Miles 20-23:  And the fun begins!  My body had decided to rebel.  I'd been adjusting my running form to keep my foot from cramping, which meant I couldn't toe-off but rather was closer to heel-striking.  It's not what I would recommend for a fast race but I really had no alternative.  A twinge in my left calf gave me alarm.  We ran through the last relay exchange around mile 21. I reached over for some Gu and couldn't get any liquid due to so many walkers in front of the tables.  At the last moment, I reached over and grabbed a volunteer's drink as I ran by and immediately heard howls of laughter.  I'm fairly sure I grabbed someone's personal drink without realizing it.  

Miles 23-Finish:  Cramp!  Toes curling, right hamstring tightening, and left calf turned into a rock.  Just get through this!  Flat feet, run like a gorilla.  That was my motto.  I couldn't believe after all these marathons and ultras I've run, I get my first serious cramping episode when I am in for the win.  I've always loved these last miles along the waterfront.  Not this day.  Each step brings possible disaster.  I continue with my heel-striking, trying to relax and still didn't see any women behind me for the marathon.

The 3:25 pacer catches up to me and I try to stick with him but also tell him my legs are cramping.  I managed to keep up with shuffling until mile 24.5 or so.  A new cramp has reared its ugly head.  It was a short burst of tightness HERE:

Do YOU know how to relieve a cramp there?  I felt like I was hobbling/shuffling along, sure that I would be passed by my entire age group of women any second.  

Mile 25.5:  I can see and hear the finish line.  And yet, there I stood, bent over, agonizing over the pain.  The cramp seized up suddenly and I literally could not take a step. I pleaded with runners as they went by to tell me how to relieve this cramp.  No help until one guy gave me his Gatorade. I truly thought my race would end a half mile from the finish.  I massaged the area, trying to get the muscle to let go.  A male photographer was watching me and I must have given him the "don't you DARE take my picture" look because he didn't lift the lens.  He certainly has a wife or girlfriend who taught him well.

Despite the pain, I began to walk after my muscle loosed up slightly.  Each step was painful but I moved. That's all I needed to do.  I had to finish.  My walk turned into a jog and I carefully planted my feet and told myself to relax, the opposite of how I would like to finish a race. 

The finish line greeted me and one last calf cramp kept me from racing it in.  As I crossed the line, I was both elated and sad.  I had won but my time was disappointing.  Bob and Marci Martin were there to watch me finish and that boosted my spirits!  I found out that the second place woman finished 24 SECONDS after me.  Wow.

I had to think back to my prayer about the Lord granting me favor and I gave Him thanks for the win.  It wasn't strength, speed or anything else this day.  It's okay if you have a different view.  

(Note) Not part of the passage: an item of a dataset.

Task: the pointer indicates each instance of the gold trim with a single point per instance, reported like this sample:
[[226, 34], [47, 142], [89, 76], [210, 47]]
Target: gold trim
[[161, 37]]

I had such a great finish line volunteer who helped me get to the medic tent where I had exceptional care.  They got me up and walking again after refueling and some light massage.  The local newspapers interviewed me Here's the article! while I rested.

After putting my layers of clothing on, minus sweatpants that I couldn't find, I made my way toward the food.  I ran into a lot of friends and started shivering so badly I nearly bit my tongue.  The awards were still 30 minutes away so I hid in the bathroom until 2:00.  When I came out, I discovered they started the awards early and I missed them announcing my win.  After getting my award, a metal poster that looks like this:  

I found my way to the Red Lion lobby and waited with Erik and Sharon for our bus shuttle back to the start.  A couple guys on the bus were thoroughly enjoyable to listen to and made the trip back go by quickly.  Poor Sharon fell with dramatic fashion in the race and finished her Maniac qualifying race with bandages on her hands.

I'm already signed up to run next year!  I haven't figured out why my body cramped so badly but will be extra vigilant in future races.